The Wigner function and short-range correlations in the deuteron

TL;DR

This paper uses the Wigner function to analyze short-range correlations in the deuteron, revealing quantum interference effects between low- and high-momentum components.

Contribution

It introduces a phase-space approach with the Wigner function to study short-range correlations in the deuteron, including effects of different nuclear interactions.

Findings

High-momentum shoulder indicates short-range correlations.

Oscillations in the Wigner function relate to interference effects.

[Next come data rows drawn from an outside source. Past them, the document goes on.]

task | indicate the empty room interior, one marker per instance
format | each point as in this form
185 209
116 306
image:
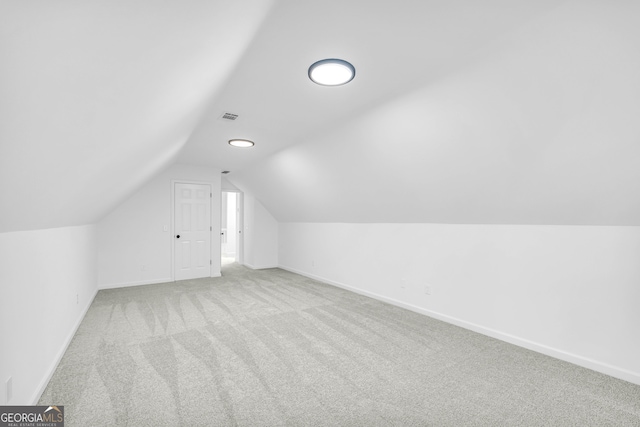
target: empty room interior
279 212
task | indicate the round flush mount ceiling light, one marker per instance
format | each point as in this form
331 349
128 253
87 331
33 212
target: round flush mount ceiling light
242 143
331 72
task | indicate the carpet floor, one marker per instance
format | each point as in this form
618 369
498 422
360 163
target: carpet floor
272 348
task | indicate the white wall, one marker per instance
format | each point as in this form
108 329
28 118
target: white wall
133 247
260 235
568 291
47 282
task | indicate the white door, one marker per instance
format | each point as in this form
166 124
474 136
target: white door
192 231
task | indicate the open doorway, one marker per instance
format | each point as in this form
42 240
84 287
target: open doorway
230 228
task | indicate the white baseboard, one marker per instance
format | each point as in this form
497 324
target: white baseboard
45 381
253 267
137 283
585 362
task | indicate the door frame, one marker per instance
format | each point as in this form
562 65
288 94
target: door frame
212 236
239 223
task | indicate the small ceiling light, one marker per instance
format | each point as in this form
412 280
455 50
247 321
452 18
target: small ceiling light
242 143
331 72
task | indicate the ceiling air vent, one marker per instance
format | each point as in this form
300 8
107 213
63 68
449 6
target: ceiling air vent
229 116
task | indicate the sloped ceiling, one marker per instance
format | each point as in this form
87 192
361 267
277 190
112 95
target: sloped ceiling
534 120
461 111
98 96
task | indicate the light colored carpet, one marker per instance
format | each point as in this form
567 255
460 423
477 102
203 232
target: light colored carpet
272 348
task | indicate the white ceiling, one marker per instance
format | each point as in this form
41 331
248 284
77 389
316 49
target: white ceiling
462 111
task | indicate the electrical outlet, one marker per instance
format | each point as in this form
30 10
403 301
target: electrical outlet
9 389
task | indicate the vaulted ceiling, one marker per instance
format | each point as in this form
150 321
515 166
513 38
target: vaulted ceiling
497 111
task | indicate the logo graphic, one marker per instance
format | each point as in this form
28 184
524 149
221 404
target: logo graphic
31 416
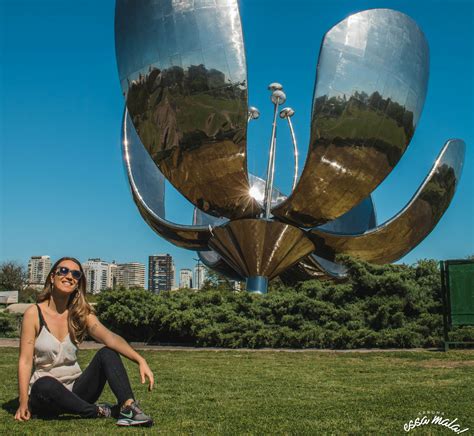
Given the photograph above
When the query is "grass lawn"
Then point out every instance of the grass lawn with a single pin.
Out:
(271, 392)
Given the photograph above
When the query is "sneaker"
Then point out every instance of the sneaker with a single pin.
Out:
(104, 411)
(133, 415)
(107, 410)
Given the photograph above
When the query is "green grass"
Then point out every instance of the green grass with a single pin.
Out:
(271, 392)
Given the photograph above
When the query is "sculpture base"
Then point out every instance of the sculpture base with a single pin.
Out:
(258, 284)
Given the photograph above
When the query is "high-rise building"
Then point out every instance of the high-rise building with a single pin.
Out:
(97, 273)
(160, 273)
(38, 269)
(200, 275)
(131, 275)
(185, 278)
(113, 275)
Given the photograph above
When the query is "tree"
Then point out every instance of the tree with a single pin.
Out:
(13, 276)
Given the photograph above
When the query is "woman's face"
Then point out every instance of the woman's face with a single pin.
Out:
(66, 283)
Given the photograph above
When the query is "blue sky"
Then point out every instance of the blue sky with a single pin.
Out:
(63, 189)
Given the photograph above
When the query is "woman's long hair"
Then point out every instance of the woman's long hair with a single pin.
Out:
(78, 306)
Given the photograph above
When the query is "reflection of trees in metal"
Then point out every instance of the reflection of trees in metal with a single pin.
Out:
(393, 239)
(182, 70)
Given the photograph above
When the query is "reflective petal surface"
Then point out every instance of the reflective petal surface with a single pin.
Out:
(393, 239)
(257, 247)
(148, 191)
(183, 73)
(371, 85)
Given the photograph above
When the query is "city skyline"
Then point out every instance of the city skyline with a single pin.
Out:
(60, 134)
(103, 274)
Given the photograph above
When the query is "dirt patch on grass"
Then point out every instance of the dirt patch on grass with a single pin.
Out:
(446, 363)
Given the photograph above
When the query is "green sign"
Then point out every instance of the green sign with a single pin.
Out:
(458, 280)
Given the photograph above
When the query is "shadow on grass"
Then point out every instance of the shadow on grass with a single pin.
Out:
(12, 405)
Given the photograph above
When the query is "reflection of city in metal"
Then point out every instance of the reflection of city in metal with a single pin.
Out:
(183, 73)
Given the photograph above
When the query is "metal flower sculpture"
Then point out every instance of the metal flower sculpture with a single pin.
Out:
(183, 73)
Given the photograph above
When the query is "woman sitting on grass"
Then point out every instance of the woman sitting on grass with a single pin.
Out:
(50, 333)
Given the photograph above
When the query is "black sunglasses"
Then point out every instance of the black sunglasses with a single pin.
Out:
(64, 271)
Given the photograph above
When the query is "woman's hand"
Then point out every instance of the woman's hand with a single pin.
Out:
(145, 372)
(23, 413)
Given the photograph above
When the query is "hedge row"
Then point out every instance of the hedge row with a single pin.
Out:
(379, 306)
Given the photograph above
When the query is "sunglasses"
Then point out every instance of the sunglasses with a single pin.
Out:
(64, 271)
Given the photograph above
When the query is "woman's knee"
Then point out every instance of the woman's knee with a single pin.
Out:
(107, 354)
(45, 386)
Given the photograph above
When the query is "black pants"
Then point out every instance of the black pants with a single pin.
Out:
(49, 397)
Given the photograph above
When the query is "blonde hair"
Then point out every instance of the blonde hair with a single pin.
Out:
(78, 306)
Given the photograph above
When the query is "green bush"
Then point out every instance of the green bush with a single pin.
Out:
(378, 306)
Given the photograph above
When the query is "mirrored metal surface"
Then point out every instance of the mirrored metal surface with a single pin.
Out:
(148, 191)
(183, 73)
(371, 84)
(313, 267)
(257, 247)
(210, 258)
(393, 239)
(358, 220)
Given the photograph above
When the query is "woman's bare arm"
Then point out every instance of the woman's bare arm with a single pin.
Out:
(25, 361)
(102, 334)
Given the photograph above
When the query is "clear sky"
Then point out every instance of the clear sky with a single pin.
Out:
(63, 189)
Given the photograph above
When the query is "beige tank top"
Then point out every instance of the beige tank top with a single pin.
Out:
(54, 358)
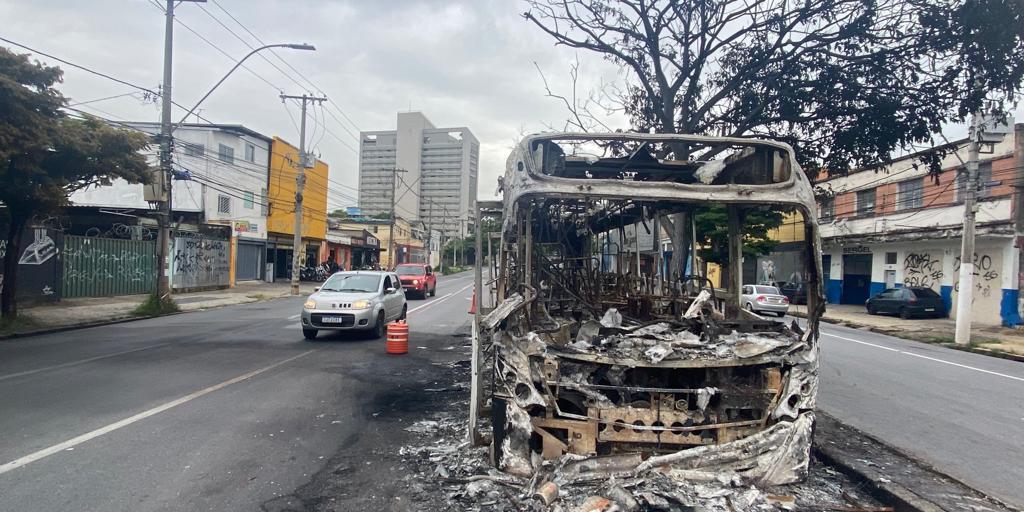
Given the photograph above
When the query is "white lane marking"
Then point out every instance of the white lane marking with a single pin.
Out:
(927, 357)
(70, 443)
(77, 363)
(442, 297)
(862, 342)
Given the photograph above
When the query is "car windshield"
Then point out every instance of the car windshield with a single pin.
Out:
(351, 283)
(924, 293)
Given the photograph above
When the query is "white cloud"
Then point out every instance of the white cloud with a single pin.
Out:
(461, 62)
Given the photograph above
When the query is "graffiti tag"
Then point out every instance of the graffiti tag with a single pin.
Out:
(920, 269)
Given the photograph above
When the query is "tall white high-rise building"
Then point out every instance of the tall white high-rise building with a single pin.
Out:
(436, 170)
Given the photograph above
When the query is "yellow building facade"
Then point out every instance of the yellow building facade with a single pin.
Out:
(281, 210)
(408, 247)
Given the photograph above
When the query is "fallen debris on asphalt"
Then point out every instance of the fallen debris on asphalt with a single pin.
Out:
(449, 473)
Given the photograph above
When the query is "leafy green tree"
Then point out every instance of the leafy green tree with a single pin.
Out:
(467, 246)
(46, 156)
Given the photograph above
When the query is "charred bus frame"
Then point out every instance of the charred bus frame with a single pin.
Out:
(594, 353)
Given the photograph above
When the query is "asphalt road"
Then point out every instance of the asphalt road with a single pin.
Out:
(231, 410)
(963, 413)
(227, 409)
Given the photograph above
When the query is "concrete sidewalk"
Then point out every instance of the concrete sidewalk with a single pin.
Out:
(96, 310)
(983, 337)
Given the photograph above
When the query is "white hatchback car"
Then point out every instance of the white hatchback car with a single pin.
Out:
(354, 301)
(764, 299)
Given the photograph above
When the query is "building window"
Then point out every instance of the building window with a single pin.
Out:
(827, 209)
(985, 182)
(194, 150)
(910, 194)
(865, 202)
(225, 154)
(223, 204)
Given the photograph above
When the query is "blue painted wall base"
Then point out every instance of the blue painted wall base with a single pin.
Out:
(1008, 308)
(834, 291)
(876, 289)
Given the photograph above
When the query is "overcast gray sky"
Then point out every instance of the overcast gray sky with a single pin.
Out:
(461, 62)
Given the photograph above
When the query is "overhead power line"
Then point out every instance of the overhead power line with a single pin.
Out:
(331, 104)
(98, 74)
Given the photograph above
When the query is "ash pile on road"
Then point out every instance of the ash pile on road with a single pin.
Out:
(448, 473)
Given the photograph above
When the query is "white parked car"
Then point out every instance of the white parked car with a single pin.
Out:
(354, 301)
(764, 299)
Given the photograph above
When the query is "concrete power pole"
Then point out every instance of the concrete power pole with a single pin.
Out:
(394, 214)
(305, 162)
(163, 178)
(965, 293)
(1019, 206)
(430, 230)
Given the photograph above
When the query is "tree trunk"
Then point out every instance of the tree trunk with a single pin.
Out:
(8, 289)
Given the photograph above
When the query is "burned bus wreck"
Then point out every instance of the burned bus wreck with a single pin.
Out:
(638, 364)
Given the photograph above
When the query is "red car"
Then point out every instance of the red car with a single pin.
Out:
(418, 279)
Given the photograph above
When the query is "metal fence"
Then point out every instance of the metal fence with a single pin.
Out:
(102, 267)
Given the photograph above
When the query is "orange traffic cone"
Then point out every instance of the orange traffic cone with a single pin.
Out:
(397, 338)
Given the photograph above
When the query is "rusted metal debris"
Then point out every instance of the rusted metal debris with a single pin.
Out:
(634, 368)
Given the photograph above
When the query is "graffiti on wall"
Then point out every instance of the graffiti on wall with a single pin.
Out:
(38, 263)
(921, 269)
(986, 274)
(767, 273)
(201, 262)
(91, 263)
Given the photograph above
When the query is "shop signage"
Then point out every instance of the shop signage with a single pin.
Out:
(245, 226)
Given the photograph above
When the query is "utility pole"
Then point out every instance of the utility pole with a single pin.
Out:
(394, 214)
(305, 162)
(1019, 205)
(163, 178)
(430, 230)
(965, 293)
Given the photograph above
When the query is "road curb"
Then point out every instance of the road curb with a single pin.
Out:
(861, 327)
(75, 327)
(894, 477)
(900, 498)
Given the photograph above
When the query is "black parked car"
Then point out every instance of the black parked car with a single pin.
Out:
(907, 302)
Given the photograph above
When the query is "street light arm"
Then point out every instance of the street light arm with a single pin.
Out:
(237, 66)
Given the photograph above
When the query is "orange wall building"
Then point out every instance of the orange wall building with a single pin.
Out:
(281, 214)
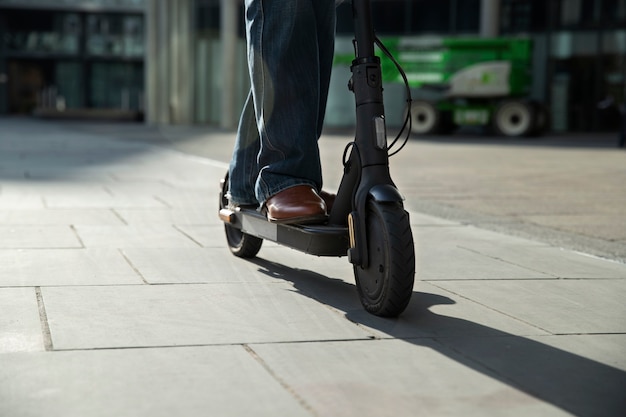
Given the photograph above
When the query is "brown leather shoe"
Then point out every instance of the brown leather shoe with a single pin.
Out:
(300, 204)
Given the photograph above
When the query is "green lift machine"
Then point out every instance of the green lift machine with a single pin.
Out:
(467, 82)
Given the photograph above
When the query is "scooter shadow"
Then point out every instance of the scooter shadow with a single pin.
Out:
(575, 384)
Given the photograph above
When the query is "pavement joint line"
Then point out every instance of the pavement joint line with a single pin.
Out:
(505, 261)
(162, 201)
(187, 235)
(130, 263)
(82, 244)
(119, 216)
(43, 319)
(208, 345)
(294, 393)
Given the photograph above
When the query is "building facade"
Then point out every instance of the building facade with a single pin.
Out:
(183, 61)
(63, 56)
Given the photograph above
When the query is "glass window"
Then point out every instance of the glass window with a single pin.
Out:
(115, 85)
(467, 16)
(116, 35)
(524, 16)
(430, 16)
(42, 32)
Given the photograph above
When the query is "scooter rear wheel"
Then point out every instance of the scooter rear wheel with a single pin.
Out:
(240, 244)
(385, 286)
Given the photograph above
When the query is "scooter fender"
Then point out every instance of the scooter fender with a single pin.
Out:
(381, 193)
(385, 193)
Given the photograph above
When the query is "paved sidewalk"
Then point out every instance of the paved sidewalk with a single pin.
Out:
(119, 298)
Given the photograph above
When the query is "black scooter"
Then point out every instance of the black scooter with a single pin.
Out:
(367, 221)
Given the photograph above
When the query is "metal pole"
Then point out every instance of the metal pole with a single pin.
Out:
(228, 37)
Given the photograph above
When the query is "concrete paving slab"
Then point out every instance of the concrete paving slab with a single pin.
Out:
(194, 265)
(207, 235)
(190, 382)
(43, 236)
(431, 312)
(547, 368)
(553, 261)
(587, 224)
(20, 328)
(108, 201)
(448, 254)
(420, 219)
(195, 314)
(9, 201)
(560, 306)
(69, 216)
(132, 236)
(395, 377)
(173, 216)
(52, 267)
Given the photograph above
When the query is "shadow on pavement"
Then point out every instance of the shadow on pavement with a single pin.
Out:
(576, 384)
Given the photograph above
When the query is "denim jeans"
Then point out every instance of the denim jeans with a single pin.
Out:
(290, 51)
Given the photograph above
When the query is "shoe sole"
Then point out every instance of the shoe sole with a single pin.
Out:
(317, 219)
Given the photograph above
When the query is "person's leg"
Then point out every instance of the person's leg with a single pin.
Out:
(284, 56)
(244, 169)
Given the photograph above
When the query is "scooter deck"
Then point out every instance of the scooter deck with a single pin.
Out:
(320, 240)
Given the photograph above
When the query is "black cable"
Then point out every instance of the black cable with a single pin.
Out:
(407, 120)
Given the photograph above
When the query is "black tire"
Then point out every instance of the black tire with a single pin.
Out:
(386, 285)
(515, 118)
(240, 244)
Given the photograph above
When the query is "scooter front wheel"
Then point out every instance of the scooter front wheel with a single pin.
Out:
(385, 285)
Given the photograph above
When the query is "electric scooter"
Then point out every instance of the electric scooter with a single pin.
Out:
(367, 221)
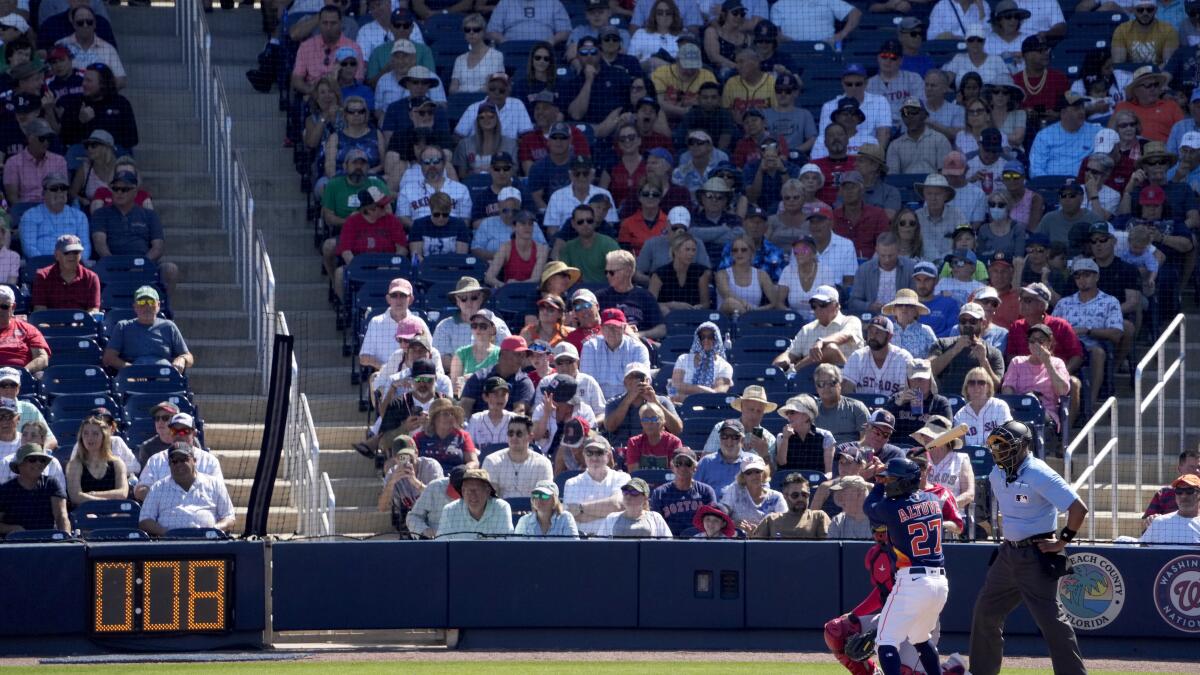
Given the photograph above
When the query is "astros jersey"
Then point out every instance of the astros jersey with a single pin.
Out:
(915, 526)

Short-range correlations are quantum-mechanical interference phenomena.

Abstract

$\textbf{Background:}$ The deuteron shows the essential features of short-range correlations found in all nuclei. Experimental observables related to short-range correlations are connected with the high-momentum components of one- and two-body momentum distributions. An intuitive understanding of short-range correlations is provided by the suppression of the two-body density in coordinate space at small distances. $\textbf{Purpose:}$ The Wigner function provides a quasi-probability distribution in phase-space that allows to investigate short-range correlations as a function of distance and relative momentum in a unified picture. $\textbf{Method:}$ The Wigner function for the deuteron is calculated for bare and SRG evolved AV8' and N3LO interactions and investigated as a function of distance, relative momentum and angular orientation. Partial momentum and coordinate space distributions are obtained by integrating over parts of phase space. $\textbf{Results:}$ The Wigner function shows a pronounced low-momentum peak that is not affected by short-range correlations and a high-momentum shoulder at small distances that reflects short-range correlations. Oscillations of the Wigner function are related to interference of low- and high-momentum components. $\textbf{Conclusions:}$ Short-range correlations are a truly quantum-mechanical phenomenon caused by interference of low- and high-momentum components in the wave function.